Gas regulating valve and battery

Technical Field

The utility model relates to the technical field of batteries, in particular to a gas regulating valve and a battery.

Background

With the continuous development of lithium ion batteries, safety is also receiving more and more social attention. The lithium ion battery is used as the core of the new energy era and has the advantages of high energy, high battery voltage, wide working temperature range, long storage life and the like.

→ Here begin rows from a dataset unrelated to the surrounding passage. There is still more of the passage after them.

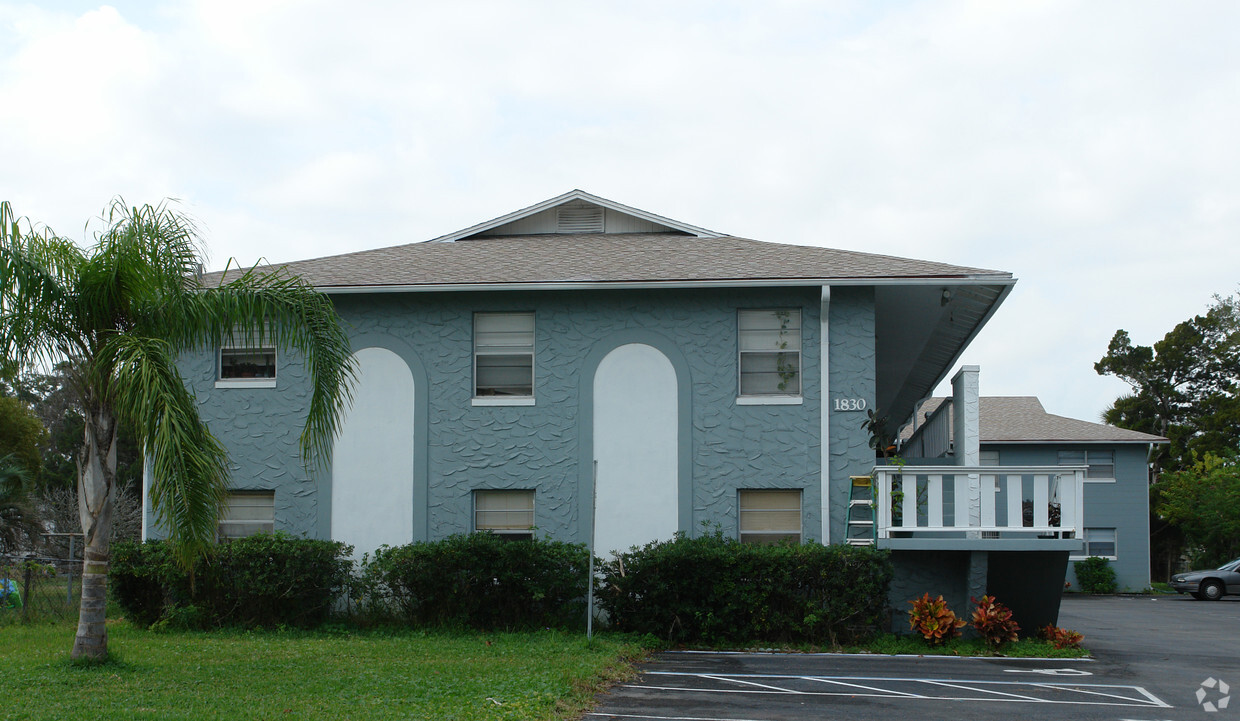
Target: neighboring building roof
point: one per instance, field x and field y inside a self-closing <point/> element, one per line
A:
<point x="597" y="258"/>
<point x="1023" y="420"/>
<point x="517" y="251"/>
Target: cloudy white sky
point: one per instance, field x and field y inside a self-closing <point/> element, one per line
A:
<point x="1089" y="148"/>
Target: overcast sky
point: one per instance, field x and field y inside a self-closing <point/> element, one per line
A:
<point x="1089" y="148"/>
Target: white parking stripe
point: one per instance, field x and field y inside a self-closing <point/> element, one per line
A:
<point x="823" y="680"/>
<point x="730" y="680"/>
<point x="883" y="688"/>
<point x="668" y="717"/>
<point x="983" y="691"/>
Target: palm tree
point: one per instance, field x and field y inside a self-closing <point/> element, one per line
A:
<point x="122" y="312"/>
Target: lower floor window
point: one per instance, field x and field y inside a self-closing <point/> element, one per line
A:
<point x="248" y="513"/>
<point x="510" y="513"/>
<point x="770" y="516"/>
<point x="1100" y="542"/>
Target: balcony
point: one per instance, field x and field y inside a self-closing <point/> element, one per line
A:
<point x="980" y="508"/>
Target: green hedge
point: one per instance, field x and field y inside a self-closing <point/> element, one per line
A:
<point x="481" y="581"/>
<point x="716" y="590"/>
<point x="257" y="581"/>
<point x="1094" y="575"/>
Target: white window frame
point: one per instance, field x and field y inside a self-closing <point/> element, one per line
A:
<point x="241" y="346"/>
<point x="481" y="350"/>
<point x="783" y="397"/>
<point x="749" y="536"/>
<point x="1085" y="537"/>
<point x="513" y="532"/>
<point x="225" y="521"/>
<point x="1091" y="464"/>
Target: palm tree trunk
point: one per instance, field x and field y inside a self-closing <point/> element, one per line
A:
<point x="97" y="470"/>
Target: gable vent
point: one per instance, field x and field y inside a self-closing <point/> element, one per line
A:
<point x="584" y="219"/>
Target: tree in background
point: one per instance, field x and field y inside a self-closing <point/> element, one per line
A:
<point x="20" y="523"/>
<point x="1204" y="503"/>
<point x="120" y="313"/>
<point x="21" y="436"/>
<point x="52" y="400"/>
<point x="1187" y="389"/>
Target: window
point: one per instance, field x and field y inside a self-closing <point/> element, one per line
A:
<point x="246" y="366"/>
<point x="247" y="513"/>
<point x="510" y="513"/>
<point x="770" y="353"/>
<point x="1099" y="542"/>
<point x="504" y="355"/>
<point x="769" y="516"/>
<point x="1101" y="463"/>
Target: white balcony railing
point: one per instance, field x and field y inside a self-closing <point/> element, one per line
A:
<point x="996" y="500"/>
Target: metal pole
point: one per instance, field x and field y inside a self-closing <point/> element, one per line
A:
<point x="589" y="592"/>
<point x="68" y="585"/>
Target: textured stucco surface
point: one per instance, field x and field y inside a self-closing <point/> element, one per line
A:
<point x="726" y="447"/>
<point x="851" y="375"/>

But the cell can generate gas in the cell during use, so that the cell expands. The generation of expansion force can bring serious harm to the battery cell and the module. For the battery cell, the internal pressure of the battery cell is increased, the performance and the service life of the battery cell can be attenuated, and the battery shell is seriously broken and exploded; for modules, if the expansion force is not properly handled, the module size is out of tolerance and even the structural frame is destroyed.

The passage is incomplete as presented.